Space Needle: Towering high above Seattle, the Space Needle is another must-see for anyone visiting the city. The 360-degree views from the observation deck are stunning, especially on a clear day.
Experience Music Project: I first visited the Experience Music Project more than a decade ago when it first opened and was eager to return on our recent trip to Seattle. It’s only gotten better with age and is an essential stop for any music lover. Don’t miss the Nirvana exhibit, spend some time in the history of guitars and be sure to hit up the interactive spaces.
Fremont: This quirky neighborhood that has a lot in common with Somerville (and Cambridge) is the perfect place to spend the day strolling around. Visit the Fremont Troll, pop into the small shops on the main drag and snag a sample at Theo Chocolate. We used this walking tour from Frommer’s to get a lay of the land and be sure to visit the Fremont Sunday Market if you’re in Seattle on the weekend.
Gas Works Park: While in Fremont, walk along the path next to Lake Union until you reach Gas Works Park. It’s a rally unique spot with beautiful views of the city.
Lake Union: If you’re looking for a place to walk, run or bike, head to Lake Union, which is surrounded by paved paths that connect to even more trails. It takes you by the aforementioned Gas Works Park and provides great views of all the many houseboats doting the shores.
Pioneer Square: Once the center of Seattle, this neighborhood was ravaged by a fire in 1889. When it was rebuilt, many of the buildings second floors became the first after Seattle raised the level of the city’s streets. Pioneer Square was the original Skid Row and is now home to the Underground Tour. We stumbled upon the Smith Tower, which provided beautiful (and completely different than the Space Needle) views of the city from the top.
Seattle Great Wheel: If you haven’t had your fill of overhead Seattle views, take a spin on the Seattle Great Wheel. It provides another very different view of the city from above, mostly of the waterfront area.
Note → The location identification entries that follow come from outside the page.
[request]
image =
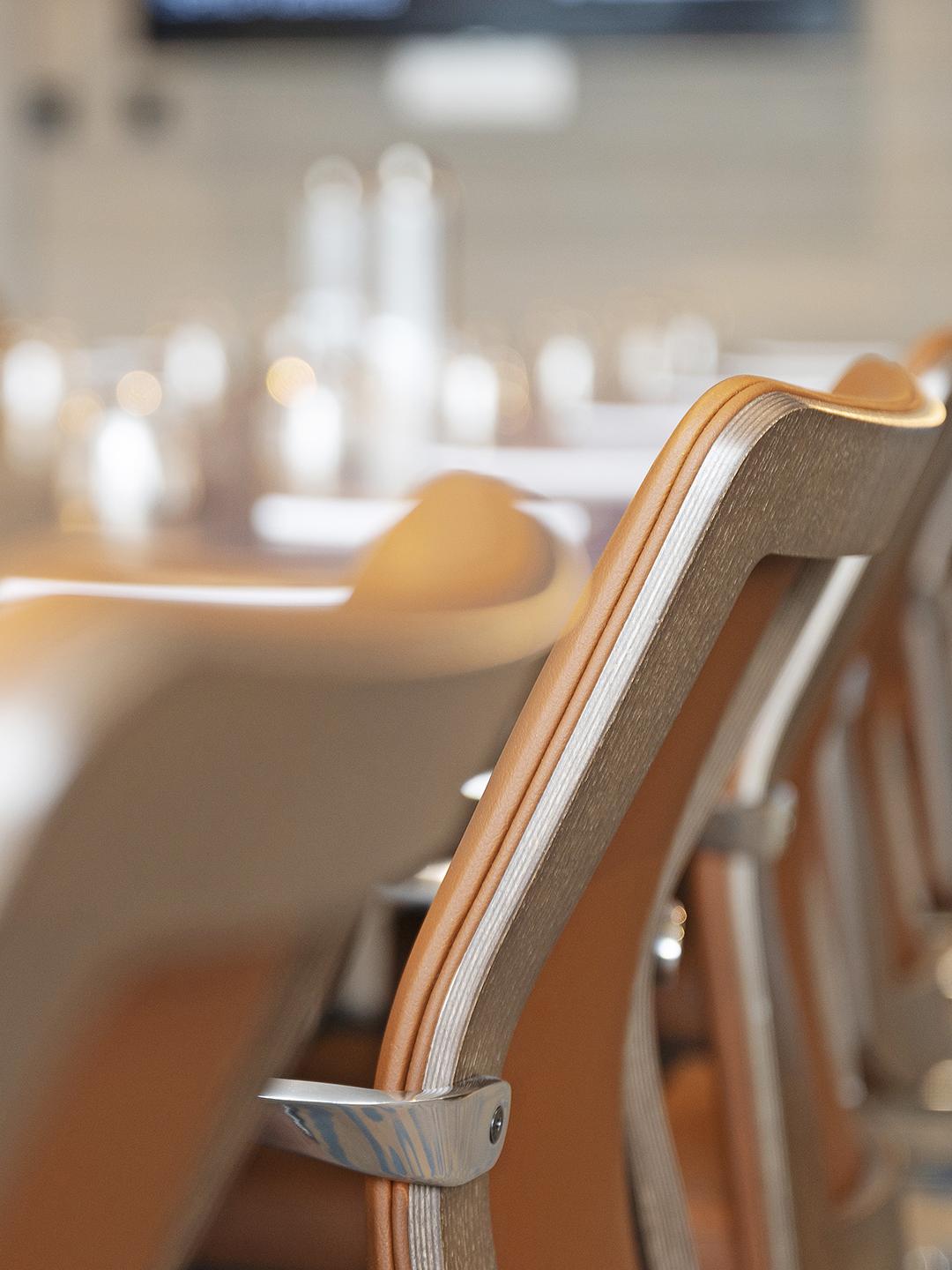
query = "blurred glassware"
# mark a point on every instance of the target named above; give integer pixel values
(32, 389)
(564, 380)
(127, 452)
(470, 399)
(328, 260)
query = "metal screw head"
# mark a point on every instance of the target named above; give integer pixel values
(495, 1128)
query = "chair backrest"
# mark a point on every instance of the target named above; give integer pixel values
(811, 925)
(199, 788)
(525, 961)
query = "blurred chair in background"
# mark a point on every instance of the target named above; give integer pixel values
(527, 959)
(641, 707)
(201, 791)
(833, 902)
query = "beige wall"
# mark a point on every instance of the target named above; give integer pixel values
(801, 185)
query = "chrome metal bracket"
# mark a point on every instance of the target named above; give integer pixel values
(761, 830)
(443, 1138)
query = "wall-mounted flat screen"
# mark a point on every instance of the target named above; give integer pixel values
(355, 18)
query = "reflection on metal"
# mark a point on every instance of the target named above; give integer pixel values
(437, 1138)
(758, 830)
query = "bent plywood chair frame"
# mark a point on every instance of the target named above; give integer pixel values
(804, 733)
(756, 470)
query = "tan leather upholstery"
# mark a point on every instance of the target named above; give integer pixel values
(560, 1194)
(234, 780)
(839, 1156)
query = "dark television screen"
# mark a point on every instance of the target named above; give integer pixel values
(258, 18)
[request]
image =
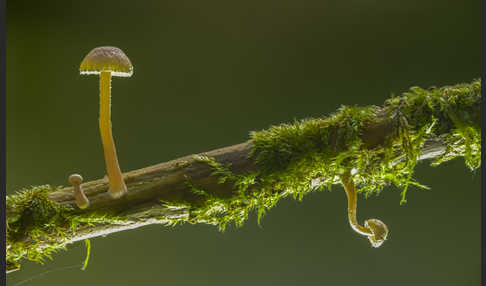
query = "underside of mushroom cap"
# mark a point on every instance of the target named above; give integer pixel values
(107, 59)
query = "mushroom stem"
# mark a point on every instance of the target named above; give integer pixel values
(348, 184)
(81, 199)
(116, 184)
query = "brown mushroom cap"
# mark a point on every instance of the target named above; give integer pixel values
(379, 231)
(106, 59)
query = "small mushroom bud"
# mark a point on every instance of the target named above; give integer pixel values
(374, 229)
(81, 199)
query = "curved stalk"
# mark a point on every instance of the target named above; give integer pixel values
(117, 187)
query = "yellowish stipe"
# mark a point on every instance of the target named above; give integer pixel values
(116, 183)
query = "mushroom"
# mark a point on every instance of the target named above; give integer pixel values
(374, 229)
(81, 199)
(107, 62)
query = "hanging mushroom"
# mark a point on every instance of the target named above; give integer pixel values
(107, 62)
(374, 229)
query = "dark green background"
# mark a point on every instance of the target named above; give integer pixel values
(205, 74)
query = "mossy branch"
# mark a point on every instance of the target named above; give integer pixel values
(379, 145)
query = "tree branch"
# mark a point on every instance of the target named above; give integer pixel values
(380, 144)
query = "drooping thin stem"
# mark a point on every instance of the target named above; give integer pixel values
(350, 189)
(117, 186)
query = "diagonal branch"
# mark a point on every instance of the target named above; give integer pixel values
(381, 146)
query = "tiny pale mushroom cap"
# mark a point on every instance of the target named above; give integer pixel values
(379, 230)
(106, 59)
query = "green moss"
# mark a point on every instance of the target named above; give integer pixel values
(380, 145)
(37, 226)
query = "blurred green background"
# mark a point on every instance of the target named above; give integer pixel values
(205, 74)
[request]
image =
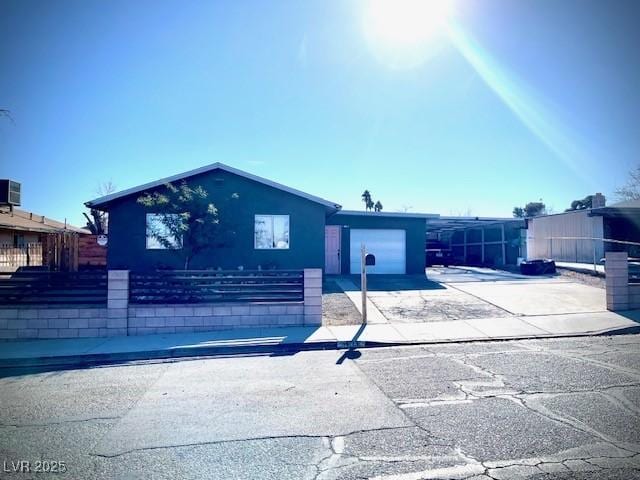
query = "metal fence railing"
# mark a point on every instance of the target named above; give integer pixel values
(13, 257)
(46, 288)
(210, 286)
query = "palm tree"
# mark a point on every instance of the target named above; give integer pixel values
(370, 205)
(366, 198)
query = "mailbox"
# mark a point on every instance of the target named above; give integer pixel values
(370, 259)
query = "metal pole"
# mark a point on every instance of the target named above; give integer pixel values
(363, 281)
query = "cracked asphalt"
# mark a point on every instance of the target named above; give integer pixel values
(535, 409)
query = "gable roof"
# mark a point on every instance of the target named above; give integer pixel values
(361, 213)
(100, 202)
(627, 204)
(24, 221)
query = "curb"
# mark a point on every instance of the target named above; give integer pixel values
(96, 359)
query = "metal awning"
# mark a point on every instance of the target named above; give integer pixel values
(449, 224)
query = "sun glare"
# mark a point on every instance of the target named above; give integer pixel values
(404, 33)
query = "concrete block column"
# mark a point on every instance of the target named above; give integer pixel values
(313, 296)
(617, 280)
(117, 302)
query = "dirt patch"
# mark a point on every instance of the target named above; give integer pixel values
(337, 309)
(434, 306)
(585, 278)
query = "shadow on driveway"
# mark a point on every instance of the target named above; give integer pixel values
(391, 283)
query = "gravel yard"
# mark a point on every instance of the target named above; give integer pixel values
(587, 279)
(337, 309)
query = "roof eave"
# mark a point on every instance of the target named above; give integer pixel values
(101, 202)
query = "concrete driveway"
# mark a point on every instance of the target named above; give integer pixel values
(462, 293)
(523, 295)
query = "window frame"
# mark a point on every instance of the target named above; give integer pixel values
(179, 241)
(273, 216)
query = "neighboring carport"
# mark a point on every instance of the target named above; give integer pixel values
(487, 241)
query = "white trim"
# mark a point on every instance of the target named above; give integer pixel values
(273, 216)
(179, 242)
(214, 166)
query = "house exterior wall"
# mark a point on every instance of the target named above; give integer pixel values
(626, 229)
(127, 229)
(415, 236)
(569, 224)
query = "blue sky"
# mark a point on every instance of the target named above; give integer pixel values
(530, 99)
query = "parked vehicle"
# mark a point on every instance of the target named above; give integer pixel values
(438, 254)
(538, 267)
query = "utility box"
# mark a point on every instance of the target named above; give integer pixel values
(9, 193)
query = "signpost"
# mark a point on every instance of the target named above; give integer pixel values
(363, 281)
(365, 259)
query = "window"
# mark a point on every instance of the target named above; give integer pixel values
(272, 232)
(157, 229)
(18, 240)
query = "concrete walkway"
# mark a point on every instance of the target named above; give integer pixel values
(92, 351)
(582, 267)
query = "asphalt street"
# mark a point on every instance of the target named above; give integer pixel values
(537, 409)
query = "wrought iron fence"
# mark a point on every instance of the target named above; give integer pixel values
(205, 286)
(45, 288)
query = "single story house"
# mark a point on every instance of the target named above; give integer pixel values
(273, 227)
(580, 235)
(31, 240)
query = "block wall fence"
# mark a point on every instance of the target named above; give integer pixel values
(621, 295)
(120, 318)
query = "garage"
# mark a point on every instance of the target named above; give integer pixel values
(388, 246)
(396, 239)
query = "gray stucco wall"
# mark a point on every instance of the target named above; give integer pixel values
(127, 229)
(415, 229)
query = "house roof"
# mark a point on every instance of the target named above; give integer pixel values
(22, 220)
(102, 201)
(387, 214)
(627, 204)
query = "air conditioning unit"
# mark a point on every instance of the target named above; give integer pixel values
(9, 193)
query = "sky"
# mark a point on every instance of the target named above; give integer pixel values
(505, 103)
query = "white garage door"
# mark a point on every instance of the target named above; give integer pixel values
(389, 247)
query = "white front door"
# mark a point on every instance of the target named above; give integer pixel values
(388, 246)
(332, 249)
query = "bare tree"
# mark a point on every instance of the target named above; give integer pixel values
(6, 113)
(97, 221)
(631, 190)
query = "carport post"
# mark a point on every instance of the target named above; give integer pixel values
(363, 281)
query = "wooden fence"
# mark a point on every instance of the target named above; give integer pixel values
(208, 286)
(14, 257)
(90, 254)
(42, 287)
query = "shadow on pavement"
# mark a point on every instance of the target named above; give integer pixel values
(390, 283)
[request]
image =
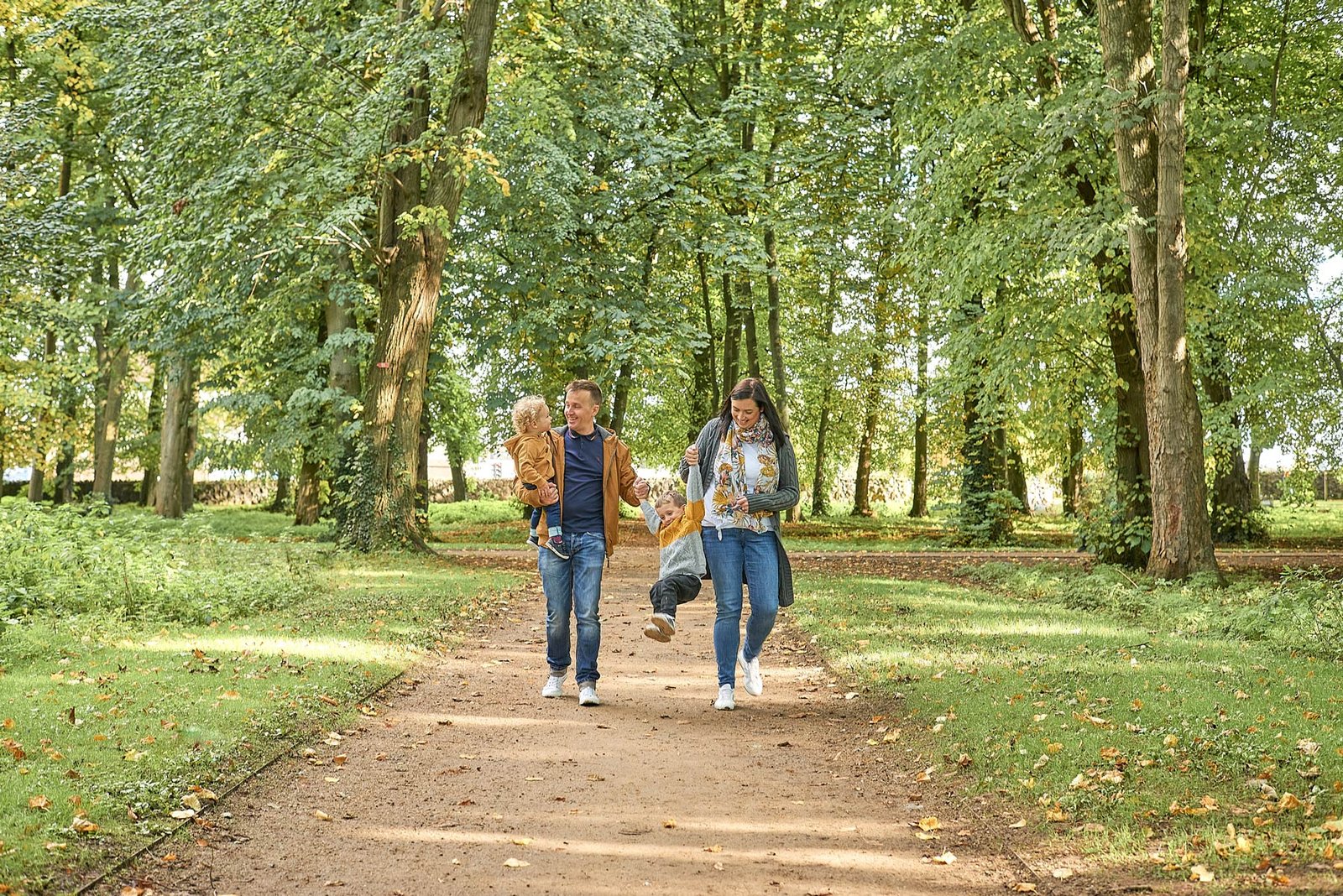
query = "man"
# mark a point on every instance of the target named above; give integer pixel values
(591, 477)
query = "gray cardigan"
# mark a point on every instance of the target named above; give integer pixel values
(776, 501)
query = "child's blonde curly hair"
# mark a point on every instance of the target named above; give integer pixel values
(528, 411)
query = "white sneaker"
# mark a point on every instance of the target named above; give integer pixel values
(554, 685)
(754, 683)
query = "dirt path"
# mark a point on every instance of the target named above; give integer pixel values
(467, 768)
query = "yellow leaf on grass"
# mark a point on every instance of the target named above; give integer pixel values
(1201, 875)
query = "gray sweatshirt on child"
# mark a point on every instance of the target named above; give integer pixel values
(682, 544)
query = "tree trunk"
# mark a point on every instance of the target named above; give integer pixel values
(342, 373)
(1253, 474)
(863, 481)
(1016, 475)
(745, 300)
(1074, 471)
(410, 275)
(819, 487)
(1233, 508)
(149, 486)
(113, 358)
(280, 503)
(308, 495)
(458, 477)
(1152, 168)
(705, 396)
(731, 336)
(919, 503)
(175, 439)
(1132, 454)
(422, 475)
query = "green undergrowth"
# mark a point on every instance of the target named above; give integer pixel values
(143, 660)
(1175, 725)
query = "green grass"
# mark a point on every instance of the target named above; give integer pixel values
(1150, 719)
(147, 659)
(1313, 524)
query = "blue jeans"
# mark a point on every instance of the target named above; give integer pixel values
(574, 586)
(755, 555)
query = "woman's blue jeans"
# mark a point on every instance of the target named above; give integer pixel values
(732, 555)
(574, 588)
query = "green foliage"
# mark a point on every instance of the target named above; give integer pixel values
(66, 562)
(1299, 487)
(171, 695)
(1134, 710)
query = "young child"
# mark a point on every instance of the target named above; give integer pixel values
(534, 454)
(676, 521)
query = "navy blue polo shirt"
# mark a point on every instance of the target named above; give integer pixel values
(582, 502)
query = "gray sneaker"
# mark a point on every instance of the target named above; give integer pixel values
(554, 685)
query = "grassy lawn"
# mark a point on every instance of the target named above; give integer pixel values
(148, 664)
(1179, 725)
(1309, 524)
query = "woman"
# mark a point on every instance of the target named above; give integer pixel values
(750, 474)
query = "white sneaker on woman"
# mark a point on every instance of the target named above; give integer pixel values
(751, 669)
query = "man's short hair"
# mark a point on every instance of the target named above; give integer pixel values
(586, 385)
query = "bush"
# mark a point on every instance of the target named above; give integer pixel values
(62, 561)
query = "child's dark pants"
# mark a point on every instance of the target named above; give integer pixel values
(668, 591)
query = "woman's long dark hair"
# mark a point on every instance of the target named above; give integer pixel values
(754, 389)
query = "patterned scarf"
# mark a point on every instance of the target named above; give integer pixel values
(729, 474)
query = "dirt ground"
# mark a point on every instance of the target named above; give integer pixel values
(467, 781)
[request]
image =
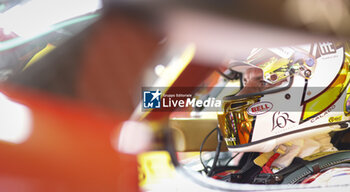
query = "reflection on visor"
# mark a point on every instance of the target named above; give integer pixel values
(278, 64)
(236, 124)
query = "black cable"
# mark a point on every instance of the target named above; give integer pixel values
(217, 152)
(201, 148)
(231, 159)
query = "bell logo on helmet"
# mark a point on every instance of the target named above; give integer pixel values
(280, 120)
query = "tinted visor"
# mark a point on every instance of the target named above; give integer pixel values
(235, 123)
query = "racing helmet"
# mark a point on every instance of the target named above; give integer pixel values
(287, 93)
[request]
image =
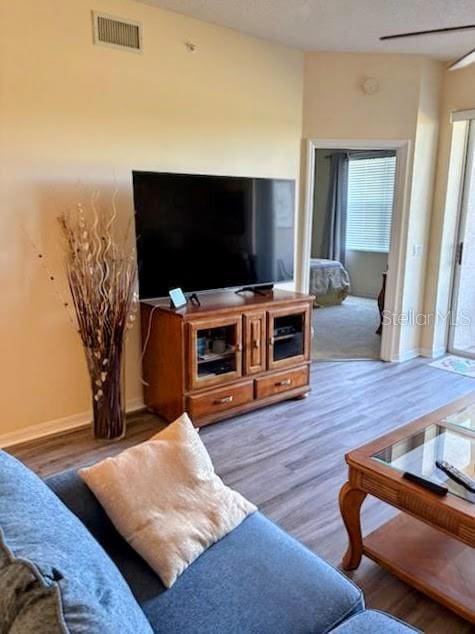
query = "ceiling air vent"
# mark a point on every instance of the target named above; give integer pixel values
(115, 32)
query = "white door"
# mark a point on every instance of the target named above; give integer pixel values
(462, 324)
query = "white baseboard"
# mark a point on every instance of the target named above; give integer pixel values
(407, 355)
(57, 426)
(433, 353)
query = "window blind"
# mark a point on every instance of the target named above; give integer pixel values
(370, 203)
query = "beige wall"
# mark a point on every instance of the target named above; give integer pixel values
(458, 93)
(406, 107)
(69, 111)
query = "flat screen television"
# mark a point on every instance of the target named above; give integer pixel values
(212, 232)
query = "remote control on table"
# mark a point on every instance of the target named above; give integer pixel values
(438, 489)
(456, 475)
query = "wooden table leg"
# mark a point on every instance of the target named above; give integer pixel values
(351, 500)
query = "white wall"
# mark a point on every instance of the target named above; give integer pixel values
(458, 93)
(406, 107)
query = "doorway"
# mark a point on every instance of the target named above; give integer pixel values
(350, 243)
(462, 323)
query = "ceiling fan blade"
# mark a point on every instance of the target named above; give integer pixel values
(448, 29)
(465, 60)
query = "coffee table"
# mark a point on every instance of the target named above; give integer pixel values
(430, 544)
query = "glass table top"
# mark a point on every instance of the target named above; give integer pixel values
(419, 452)
(464, 418)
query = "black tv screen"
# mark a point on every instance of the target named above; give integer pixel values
(212, 232)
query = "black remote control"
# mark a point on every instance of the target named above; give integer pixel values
(438, 489)
(456, 475)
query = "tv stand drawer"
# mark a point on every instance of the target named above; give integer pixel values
(220, 399)
(281, 382)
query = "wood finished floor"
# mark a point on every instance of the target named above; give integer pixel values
(289, 460)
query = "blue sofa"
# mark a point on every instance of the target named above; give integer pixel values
(256, 580)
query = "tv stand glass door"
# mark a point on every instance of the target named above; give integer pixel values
(215, 349)
(289, 340)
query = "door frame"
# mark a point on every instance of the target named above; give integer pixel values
(467, 165)
(390, 338)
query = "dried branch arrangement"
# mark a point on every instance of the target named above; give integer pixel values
(101, 270)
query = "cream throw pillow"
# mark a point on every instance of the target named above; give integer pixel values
(166, 500)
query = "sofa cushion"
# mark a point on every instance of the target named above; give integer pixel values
(257, 579)
(371, 621)
(57, 565)
(164, 497)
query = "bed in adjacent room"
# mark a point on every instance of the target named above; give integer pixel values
(329, 282)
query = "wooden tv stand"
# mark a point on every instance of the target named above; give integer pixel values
(230, 355)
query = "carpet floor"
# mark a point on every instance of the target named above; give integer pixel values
(347, 331)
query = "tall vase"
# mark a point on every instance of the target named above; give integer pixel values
(107, 383)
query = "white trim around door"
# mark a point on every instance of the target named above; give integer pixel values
(399, 230)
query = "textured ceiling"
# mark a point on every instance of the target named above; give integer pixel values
(341, 25)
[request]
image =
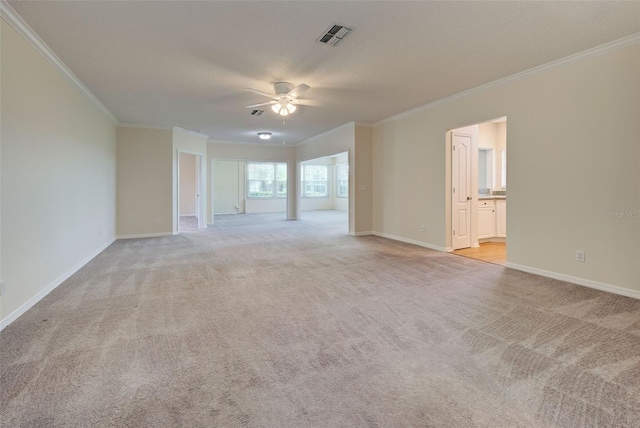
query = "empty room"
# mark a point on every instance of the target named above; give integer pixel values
(254, 214)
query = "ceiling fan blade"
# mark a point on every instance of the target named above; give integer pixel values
(260, 93)
(298, 90)
(262, 104)
(312, 103)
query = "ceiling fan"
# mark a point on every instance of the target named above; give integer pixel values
(285, 100)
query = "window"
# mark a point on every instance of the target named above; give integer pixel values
(342, 180)
(266, 180)
(281, 180)
(315, 181)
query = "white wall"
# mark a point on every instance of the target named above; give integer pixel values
(356, 140)
(228, 186)
(184, 141)
(58, 176)
(573, 156)
(328, 203)
(188, 185)
(144, 182)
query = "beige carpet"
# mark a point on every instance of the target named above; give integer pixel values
(263, 322)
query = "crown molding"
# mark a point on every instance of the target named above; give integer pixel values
(17, 23)
(143, 126)
(322, 134)
(589, 53)
(189, 131)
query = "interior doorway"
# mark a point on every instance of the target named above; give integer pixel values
(478, 184)
(324, 189)
(190, 209)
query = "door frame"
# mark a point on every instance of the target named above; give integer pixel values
(200, 171)
(472, 132)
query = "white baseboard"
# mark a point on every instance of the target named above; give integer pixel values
(145, 235)
(575, 280)
(49, 288)
(410, 241)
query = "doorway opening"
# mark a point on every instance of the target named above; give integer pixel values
(190, 209)
(324, 190)
(478, 191)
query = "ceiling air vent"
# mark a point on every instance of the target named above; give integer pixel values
(334, 35)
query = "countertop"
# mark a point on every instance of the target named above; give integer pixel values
(483, 197)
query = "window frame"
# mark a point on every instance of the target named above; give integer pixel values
(326, 182)
(339, 180)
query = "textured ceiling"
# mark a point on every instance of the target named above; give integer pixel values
(179, 63)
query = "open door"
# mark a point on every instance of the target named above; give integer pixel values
(461, 190)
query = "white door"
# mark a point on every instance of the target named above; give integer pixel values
(461, 197)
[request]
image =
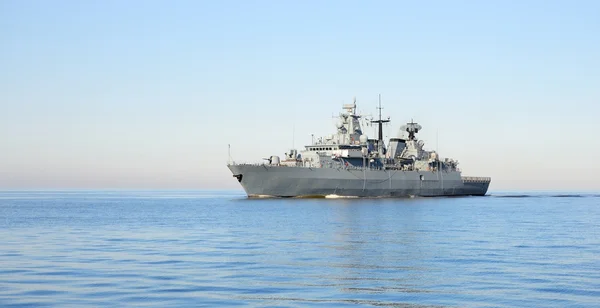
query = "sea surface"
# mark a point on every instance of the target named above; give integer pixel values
(210, 249)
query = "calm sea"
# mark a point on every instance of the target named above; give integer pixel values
(210, 249)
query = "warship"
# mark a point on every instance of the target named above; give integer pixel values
(350, 164)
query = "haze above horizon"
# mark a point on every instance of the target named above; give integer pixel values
(148, 94)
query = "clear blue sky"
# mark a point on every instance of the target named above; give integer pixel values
(147, 94)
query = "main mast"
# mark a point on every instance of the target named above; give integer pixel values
(380, 122)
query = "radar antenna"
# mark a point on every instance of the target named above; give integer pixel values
(411, 128)
(380, 122)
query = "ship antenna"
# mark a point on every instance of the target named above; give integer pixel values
(229, 153)
(380, 122)
(294, 135)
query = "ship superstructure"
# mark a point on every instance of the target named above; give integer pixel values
(348, 163)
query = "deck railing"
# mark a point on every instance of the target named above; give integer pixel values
(476, 179)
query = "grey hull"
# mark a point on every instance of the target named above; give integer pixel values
(282, 181)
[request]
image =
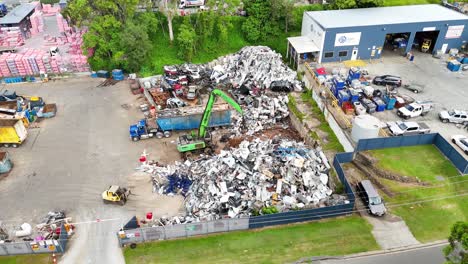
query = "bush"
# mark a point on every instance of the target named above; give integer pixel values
(269, 210)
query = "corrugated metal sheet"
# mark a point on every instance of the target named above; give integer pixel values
(222, 118)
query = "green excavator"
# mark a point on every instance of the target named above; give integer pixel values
(187, 144)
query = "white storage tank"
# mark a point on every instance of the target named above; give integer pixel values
(365, 126)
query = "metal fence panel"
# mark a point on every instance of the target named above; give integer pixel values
(300, 216)
(238, 223)
(452, 154)
(46, 246)
(18, 248)
(132, 236)
(218, 226)
(2, 250)
(175, 231)
(153, 233)
(194, 229)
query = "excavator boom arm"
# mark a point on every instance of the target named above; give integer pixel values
(209, 106)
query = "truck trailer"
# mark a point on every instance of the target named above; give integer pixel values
(12, 132)
(185, 118)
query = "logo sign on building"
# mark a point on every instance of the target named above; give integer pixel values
(454, 31)
(347, 39)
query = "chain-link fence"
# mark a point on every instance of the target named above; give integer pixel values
(36, 247)
(146, 234)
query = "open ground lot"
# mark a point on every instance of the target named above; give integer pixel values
(429, 210)
(69, 160)
(448, 90)
(272, 245)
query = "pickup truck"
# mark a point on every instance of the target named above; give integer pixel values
(415, 109)
(12, 132)
(399, 128)
(185, 118)
(454, 116)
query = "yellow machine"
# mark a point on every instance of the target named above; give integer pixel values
(12, 132)
(115, 194)
(426, 45)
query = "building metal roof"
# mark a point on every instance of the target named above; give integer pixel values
(385, 16)
(303, 45)
(17, 14)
Seattle Seaplanes: This is definitely a splurge, but it was probably the best thing we did during our whole two-week vacation. The 20-minute scenic ride takes you high above the city and gives you a glimpse at the elusive Mount Rainier. It was a truly breath-taking experience that I’ll never forget.
Mount Rainier: If you’re got a car in Seattle, I recommend heading to Mount Rainier to take in this beautiful National Park. There are lots of hiking trails, opportunities to see wildlife and stunning views (if the weather is clear).
Olympia: I did an internship in Olympia many years ago and have a major fondness for this funky state capital. Located at the southern end of Puget Sound, Olympia’s waterfront is gorgeous and home to a great farmers market. Don’t miss breakfast at the tiny, delicious New Moon Cooperative Cafe, a quintessential Olympia experience.
Have you been to Seattle? What are your recommendations for where to stay, where to eat and what to do?